US English acoustic model update

We are pleased to announce that we have just released two new acoustic noise-robust model for US English. Trained from a big amount of speech data they advance CMUSphinx accuracy and robustness to a new level.

You can download new models in downloads

Two models have been released – a traditional continuous model with 5000 senones and 32 mixtures and a new PTM model with 5000 senones and 128 mixtures. This PTM model is worth some attention because it provides a great balance between decoding speed, accuracy and model size. We have recently added support for PTM models in sphinx4, you can already use this PTM model with sphinx4 trunk and get a decent decoding result.
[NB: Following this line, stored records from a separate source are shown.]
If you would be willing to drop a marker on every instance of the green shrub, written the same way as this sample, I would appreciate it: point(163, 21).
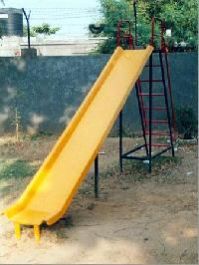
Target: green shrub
point(186, 122)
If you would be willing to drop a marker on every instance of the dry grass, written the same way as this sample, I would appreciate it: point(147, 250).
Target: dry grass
point(139, 218)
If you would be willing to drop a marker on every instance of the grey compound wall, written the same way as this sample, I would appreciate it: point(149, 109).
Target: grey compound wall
point(46, 91)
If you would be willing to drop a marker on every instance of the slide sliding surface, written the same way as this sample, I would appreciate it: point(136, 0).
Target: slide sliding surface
point(50, 192)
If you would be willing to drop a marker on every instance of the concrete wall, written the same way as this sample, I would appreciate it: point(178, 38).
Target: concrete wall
point(46, 91)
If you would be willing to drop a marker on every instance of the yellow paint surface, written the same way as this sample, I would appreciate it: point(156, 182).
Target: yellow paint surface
point(49, 194)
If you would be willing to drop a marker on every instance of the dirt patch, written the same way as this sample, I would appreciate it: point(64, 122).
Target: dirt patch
point(140, 218)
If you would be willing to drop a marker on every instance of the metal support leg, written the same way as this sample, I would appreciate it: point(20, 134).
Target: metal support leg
point(96, 188)
point(121, 140)
point(167, 105)
point(140, 107)
point(150, 111)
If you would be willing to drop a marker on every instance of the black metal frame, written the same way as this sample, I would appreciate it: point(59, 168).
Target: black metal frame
point(148, 148)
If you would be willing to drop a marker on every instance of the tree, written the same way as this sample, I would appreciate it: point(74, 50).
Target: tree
point(180, 15)
point(44, 29)
point(113, 11)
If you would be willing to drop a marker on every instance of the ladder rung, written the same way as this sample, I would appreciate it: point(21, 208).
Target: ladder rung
point(153, 94)
point(155, 108)
point(157, 121)
point(154, 65)
point(157, 133)
point(159, 145)
point(153, 81)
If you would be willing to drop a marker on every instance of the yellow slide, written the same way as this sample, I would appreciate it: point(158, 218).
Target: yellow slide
point(49, 194)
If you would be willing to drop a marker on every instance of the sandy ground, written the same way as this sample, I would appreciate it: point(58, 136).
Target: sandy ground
point(138, 219)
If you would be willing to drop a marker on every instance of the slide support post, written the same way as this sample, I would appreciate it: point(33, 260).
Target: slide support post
point(121, 140)
point(96, 167)
point(150, 110)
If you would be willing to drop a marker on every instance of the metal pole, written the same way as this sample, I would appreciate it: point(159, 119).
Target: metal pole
point(150, 111)
point(135, 17)
point(167, 104)
point(140, 107)
point(96, 166)
point(121, 140)
point(28, 25)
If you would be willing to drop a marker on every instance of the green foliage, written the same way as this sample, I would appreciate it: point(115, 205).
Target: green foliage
point(44, 29)
point(186, 122)
point(113, 11)
point(180, 16)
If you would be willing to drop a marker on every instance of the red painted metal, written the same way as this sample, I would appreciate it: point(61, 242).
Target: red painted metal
point(153, 94)
point(157, 121)
point(154, 81)
point(159, 145)
point(156, 108)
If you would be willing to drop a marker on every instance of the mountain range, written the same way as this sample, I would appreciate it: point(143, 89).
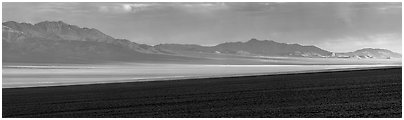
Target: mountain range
point(58, 42)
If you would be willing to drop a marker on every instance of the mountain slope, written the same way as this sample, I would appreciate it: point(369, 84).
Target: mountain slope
point(251, 48)
point(59, 42)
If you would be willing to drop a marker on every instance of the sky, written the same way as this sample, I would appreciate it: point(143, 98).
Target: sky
point(337, 27)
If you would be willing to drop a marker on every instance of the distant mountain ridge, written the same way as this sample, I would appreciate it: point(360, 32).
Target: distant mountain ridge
point(56, 41)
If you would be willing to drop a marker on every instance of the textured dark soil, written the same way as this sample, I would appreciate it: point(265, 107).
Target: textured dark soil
point(354, 93)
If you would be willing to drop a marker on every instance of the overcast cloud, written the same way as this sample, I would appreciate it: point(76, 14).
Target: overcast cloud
point(337, 27)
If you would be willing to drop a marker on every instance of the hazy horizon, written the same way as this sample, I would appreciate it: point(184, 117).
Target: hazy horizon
point(337, 27)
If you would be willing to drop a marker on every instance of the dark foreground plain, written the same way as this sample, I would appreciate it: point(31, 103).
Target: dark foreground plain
point(353, 93)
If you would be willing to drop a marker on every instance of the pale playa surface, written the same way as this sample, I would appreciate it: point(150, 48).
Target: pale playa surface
point(54, 75)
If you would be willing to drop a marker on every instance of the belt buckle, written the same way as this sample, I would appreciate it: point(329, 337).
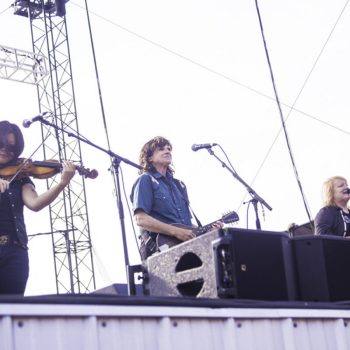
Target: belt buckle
point(4, 240)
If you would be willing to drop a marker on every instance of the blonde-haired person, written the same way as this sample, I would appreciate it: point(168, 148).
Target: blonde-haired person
point(334, 217)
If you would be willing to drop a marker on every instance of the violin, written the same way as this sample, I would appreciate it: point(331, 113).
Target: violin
point(39, 169)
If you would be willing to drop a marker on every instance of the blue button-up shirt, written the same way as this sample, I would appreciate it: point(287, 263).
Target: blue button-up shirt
point(160, 197)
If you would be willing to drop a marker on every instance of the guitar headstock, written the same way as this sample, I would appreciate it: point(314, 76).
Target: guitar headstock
point(230, 217)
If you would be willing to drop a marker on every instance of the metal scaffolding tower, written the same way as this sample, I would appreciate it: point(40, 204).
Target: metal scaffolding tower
point(68, 214)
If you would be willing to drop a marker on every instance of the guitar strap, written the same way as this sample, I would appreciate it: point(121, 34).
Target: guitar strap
point(181, 187)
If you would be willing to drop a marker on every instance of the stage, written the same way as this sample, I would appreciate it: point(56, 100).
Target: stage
point(102, 321)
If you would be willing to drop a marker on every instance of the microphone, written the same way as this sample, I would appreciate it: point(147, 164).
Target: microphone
point(27, 122)
point(195, 147)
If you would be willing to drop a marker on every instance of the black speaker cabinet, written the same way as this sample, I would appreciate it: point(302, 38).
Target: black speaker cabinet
point(264, 265)
point(201, 267)
point(323, 267)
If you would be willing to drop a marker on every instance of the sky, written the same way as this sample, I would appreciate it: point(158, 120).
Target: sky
point(195, 71)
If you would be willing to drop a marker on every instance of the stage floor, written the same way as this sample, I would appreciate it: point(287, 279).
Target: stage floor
point(96, 321)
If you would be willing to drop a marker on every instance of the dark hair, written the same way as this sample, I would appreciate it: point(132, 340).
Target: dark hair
point(148, 150)
point(7, 128)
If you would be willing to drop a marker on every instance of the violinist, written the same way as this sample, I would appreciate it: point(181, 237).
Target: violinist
point(14, 195)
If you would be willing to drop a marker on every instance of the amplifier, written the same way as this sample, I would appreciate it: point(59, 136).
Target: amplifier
point(201, 267)
point(264, 265)
point(323, 267)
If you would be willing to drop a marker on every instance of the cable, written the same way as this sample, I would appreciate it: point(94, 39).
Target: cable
point(211, 70)
point(281, 114)
point(3, 11)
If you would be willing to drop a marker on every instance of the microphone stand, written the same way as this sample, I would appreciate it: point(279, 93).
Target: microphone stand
point(116, 160)
point(255, 197)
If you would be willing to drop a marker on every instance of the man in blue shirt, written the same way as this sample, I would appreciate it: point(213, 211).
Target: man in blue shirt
point(159, 199)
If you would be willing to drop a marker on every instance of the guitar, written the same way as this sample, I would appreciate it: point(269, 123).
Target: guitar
point(165, 241)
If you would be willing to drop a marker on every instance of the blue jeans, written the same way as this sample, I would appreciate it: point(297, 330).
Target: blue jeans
point(14, 269)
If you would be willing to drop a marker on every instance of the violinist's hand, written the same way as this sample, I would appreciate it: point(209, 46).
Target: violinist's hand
point(218, 224)
point(67, 172)
point(4, 185)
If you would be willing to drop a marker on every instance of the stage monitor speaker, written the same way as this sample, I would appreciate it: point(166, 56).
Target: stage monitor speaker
point(201, 267)
point(264, 265)
point(323, 267)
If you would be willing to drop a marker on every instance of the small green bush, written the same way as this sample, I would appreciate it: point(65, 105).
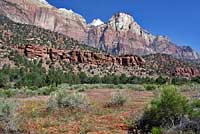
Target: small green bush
point(156, 130)
point(150, 87)
point(165, 111)
point(64, 99)
point(8, 117)
point(117, 99)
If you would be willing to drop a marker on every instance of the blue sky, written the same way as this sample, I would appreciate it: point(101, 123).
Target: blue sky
point(177, 19)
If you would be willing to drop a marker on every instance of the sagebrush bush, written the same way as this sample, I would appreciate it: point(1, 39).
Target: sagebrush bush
point(150, 87)
point(64, 99)
point(165, 111)
point(8, 116)
point(117, 99)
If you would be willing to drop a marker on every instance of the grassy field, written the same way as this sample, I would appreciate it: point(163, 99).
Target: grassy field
point(97, 118)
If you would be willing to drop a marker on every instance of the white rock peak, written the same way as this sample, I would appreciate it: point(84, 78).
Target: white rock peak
point(96, 22)
point(65, 10)
point(43, 1)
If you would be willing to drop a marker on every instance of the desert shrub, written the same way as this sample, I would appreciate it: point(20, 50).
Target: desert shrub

The difference between PTM, semi-continuous and continuous models is the following. We use mixture of gaussians to compute the score of each frame, the difference is how do we build such mixture. In continuous model every senone has it’s own set of gaussians thus the total number of gaussians in the model is about 150 thousand. That’s too much to compute the mixture efficiently. In semi-continuous model we have just 700 gaussians, way less than in continuous and we only use them with different mixtures to score the frame. Due to the smaller number of gaussians semi-continuous models are fast. PTM models is a gold middle here. It uses about 5000 gaussians thus providing better accuracy than semi-continuous, but it is still significantly faster than continuous thus can be used in mobile.

So far PTM model demonstrates very good result – it decodes almost with continuous accuracy and works about 5 times faster than continuous model. With new PTM model you can decode speech with 60k words vocabulary in realtime with Java with sphinx4 and you can decode up to 5000 words in mobile phone in realtime. We consider this model an important direction of development, so all our future models will have this format. Of course PTM can not match the best results of deep neural networks yet but it is sufficiently faster, we are doing research to match the DNN performance keeping the impressive speed and model size.

Those are good news, but we are going to release a model for a new language soon, guess which one.

4 Responses to “US English acoustic model update”

  1. Florian says:

    Great! I’m going to try this as soon as possible with ILA. Will Sphinx accept the model without changes in the config? Or are there some settings you need to change if you are using the old en-us model?
    Cheers, Florian

  2. admin says:

    Hello Florian

    You can change model without any configuration change, however, you need to checkout latest code from github to use it.

  3. Florian says:

    Got everything running and the results are looking good so far :-) ILA will be updated soon.
    Can we make the acoustic model adaption with the same parameters as for the non PTM model?

  4. Vickie says:

    Is any version of the new model available trained on 8KHz audio?